La sécurité des échanges d’e-commerce n’est pas garantie sur internet. Pour conserver les avantages de l’infrastructure publique, l’IETF préconise l’utilisation de VPN qui recréent les conditions d’échanges sécurisés des réseaux privés.

Le développement de l’e-commerce et des communications intersites implique nécessairement la confidentialité des données échangées. Si internet permet de bâtir des réseaux étendus (Wan) à moindres frais, il n’offre pas en revanche la sécurité et la qualité de services des réseaux privés mondiaux. Les données transitent au vu et su de tous par les mêmes “tuyaux”, qu’il s’agisse d’un particulier, d’une entreprise ou… d’un pirate. En outre, internet n’accepte que le protocole IP, là où certaines entreprises travaillent en SNA (protocole des mainframes IBM), NetBEUI (Microsoft), AppleTalk (Apple) ou IPX (Novell). Les VPN répondent à ces deux problématiques. Ils mettent en ?”uvre les avantages d’internet tout en recréant les conditions de sécurité et de qualité de services des réseaux privés de manière “virtuelle”. L’infrastructure internet n’est donc pas remise en cause. Pour isoler les données d’une société, les VPN créent un tunnel privé dans lequel les informations sont encapsulées au format IP ce qui permet à deux entreprises de continuer à échanger des données en SNA par exemple sans avoir à déployer un réseau propriétaire. Il s’agit d’un point très important car la conversion de données coûte cher en passerelles et en administration. Les données sont ensuite chiffrées pour assurer leur confidentialité. Le VPN va généralement de paire avec la notion d’authentification assurée par des serveurs tels que Radius ou Tacacs. Rien ne sert en effet de protéger les données si l’identité de son émetteur ou de son destinataire n’est pas garantie. Enfin, il existe aujourd’hui une dernière notion associée aux VPN qui concerne l’intégrité des données, garantissant qu’elles n’ont pas été altérées lors du transfert.
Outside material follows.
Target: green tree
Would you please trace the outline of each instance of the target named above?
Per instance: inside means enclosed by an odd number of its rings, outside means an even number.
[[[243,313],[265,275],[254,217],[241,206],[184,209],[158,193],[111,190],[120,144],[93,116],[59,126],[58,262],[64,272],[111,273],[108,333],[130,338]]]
La normalisation des VPN acquise en 1998

Idéalement, les VPN ont été conçus pour pouvoir être créés dynamiquement, que l’utilisateur soit un nomade ou qu’il travaille à partir de son poste. Il lui suffit de se connecter pour que le tunnel soit établi entre lui et son interlocuteur. Si plusieurs projets se sont disputés la normalisation des VPN, l’IETF a tranché en 1998 pour L2TP (Layer Two Tunneling Protocol). Issu de la convergence de PPTP (Point to Point Tunneling Protocol) proposé par Microsoft et de L2F (Layer Two Forwarding) de Cisco, L2TP associe l’encapsulation des paquets de données au niveau de la couche 3 (IP) et de la couche 2 (Frame Relay et ATM) pour créer un tunnel entre deux utilisateurs connectés via un VPN. La notion d’utilisateur est ici importante car L2TP entend permettre une communication sécurisée de poste à poste, contrairement à la solution préconisée par Cisco qui créait un tunnel de routeur à routeur par exemple. Or, entre le routeur et le poste du client, les pirates peuvent voler des informations ou usurper l’identité de l’utilisateur, surtout si le routeur est situé chez le prestataire d’accès, ce qui implique que les données ont transité sur un réseau public pendant un laps de temps sans protection. Enfin, L2TP autorise aussi la création de tunnels simultanés entre un utilisateur et plusieurs autres. En complément de L2TP qui n’assure que l’encapsulation des données dans un format propriétaire au format IP, l’IETF recommande l’utilisation de deux autres protocoles qu’il a ratifiés : IPSec (IP Secure) pour garantir la confidentialité, l’intégrité et l’authentification des données, et RSVP (Resource ReServation Protocol) qui alloue ou réserve de la bande passante pour une application spécifique.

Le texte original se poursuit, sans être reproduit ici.